Retail Brands are now slowly tapping into Augmented Reality to boost their sales. Retailers like Lowe’s and Wayfair are now using AR to help consumers see what they’re products will look like in their homes without buying it yet. Using only their phone’s camera, consumers can pick an item, and virtually set it anywhere they’d like through the screen.
However, treading into unknown waters is not as easy as it seems. It presents challenges to consumers, especially when he or she is attempting to buy a product.
“This technology is still very new for people… [But] over time they get more comfortable with it … as more of these applications come out,” Josh Shabtai, Director of Lab Productions and Operations, Lowe’s
Shabtai further explained that there are some parents who expressed their interests in playing with Augmented Reality soon after they saw their children playing with apps that use it.
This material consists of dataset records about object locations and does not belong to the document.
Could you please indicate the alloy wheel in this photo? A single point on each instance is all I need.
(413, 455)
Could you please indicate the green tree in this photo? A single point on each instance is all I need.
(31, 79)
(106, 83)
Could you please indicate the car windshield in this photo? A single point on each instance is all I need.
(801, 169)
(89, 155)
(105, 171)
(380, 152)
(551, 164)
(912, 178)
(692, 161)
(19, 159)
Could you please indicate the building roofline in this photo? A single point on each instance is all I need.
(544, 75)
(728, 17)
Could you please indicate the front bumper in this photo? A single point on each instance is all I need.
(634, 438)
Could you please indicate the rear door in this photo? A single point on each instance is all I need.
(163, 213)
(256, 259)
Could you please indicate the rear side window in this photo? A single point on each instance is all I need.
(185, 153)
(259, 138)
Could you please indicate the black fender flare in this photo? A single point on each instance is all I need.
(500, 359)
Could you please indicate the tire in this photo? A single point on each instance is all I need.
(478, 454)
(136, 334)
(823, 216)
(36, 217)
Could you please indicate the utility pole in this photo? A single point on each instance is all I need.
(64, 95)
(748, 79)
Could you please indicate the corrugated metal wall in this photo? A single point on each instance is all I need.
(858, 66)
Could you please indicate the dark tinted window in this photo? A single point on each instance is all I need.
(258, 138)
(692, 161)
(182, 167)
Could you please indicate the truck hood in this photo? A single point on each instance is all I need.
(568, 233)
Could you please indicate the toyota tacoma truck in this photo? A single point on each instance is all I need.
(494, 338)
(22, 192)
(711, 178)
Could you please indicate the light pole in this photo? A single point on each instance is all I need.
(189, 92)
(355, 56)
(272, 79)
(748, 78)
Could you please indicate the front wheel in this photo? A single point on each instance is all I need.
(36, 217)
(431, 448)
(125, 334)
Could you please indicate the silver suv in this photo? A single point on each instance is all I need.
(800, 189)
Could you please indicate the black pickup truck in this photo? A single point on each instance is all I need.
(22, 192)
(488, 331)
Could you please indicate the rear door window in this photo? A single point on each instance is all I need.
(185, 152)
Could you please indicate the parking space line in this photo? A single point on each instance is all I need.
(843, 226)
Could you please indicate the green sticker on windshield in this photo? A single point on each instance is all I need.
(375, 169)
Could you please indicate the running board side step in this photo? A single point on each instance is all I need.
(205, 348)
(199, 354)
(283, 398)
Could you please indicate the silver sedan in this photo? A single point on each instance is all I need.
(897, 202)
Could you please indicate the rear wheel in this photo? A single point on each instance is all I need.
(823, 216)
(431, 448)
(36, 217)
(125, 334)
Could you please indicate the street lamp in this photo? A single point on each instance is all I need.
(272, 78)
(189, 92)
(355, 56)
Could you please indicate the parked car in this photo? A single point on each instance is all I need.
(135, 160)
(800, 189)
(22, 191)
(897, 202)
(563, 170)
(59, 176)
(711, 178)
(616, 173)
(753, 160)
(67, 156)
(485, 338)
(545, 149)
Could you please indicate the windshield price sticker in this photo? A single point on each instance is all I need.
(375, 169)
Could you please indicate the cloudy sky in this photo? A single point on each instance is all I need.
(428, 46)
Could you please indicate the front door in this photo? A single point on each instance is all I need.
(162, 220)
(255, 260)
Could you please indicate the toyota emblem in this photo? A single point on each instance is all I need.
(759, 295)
Lowe’s claim that it scores at least 104 percent conversion rate when customers utilize with 3D objects in its app.
How retailers use AR for their business
Ikea’s mobile AR app, Ikea Place, makes it easier for a consumer to prick products in their store by providing design inspirations. The mobile app has over 2,000 Ikea items available for purchase on the retailer’s store official website. However, one challenge that Ikea has to face is how to make the 3D AR piece of furniture look real.
Wayfair also had the same problem with helping their consumers view it more realistically. Head of next-gen experiences at Wayfair, Shrenik Sadalgi, believes that people still have a lot to go when it comes to AR but still remains hopeful about it. He believes that it’ll become a second nature when it comes to online shopping and may even be close to mandatory at some point.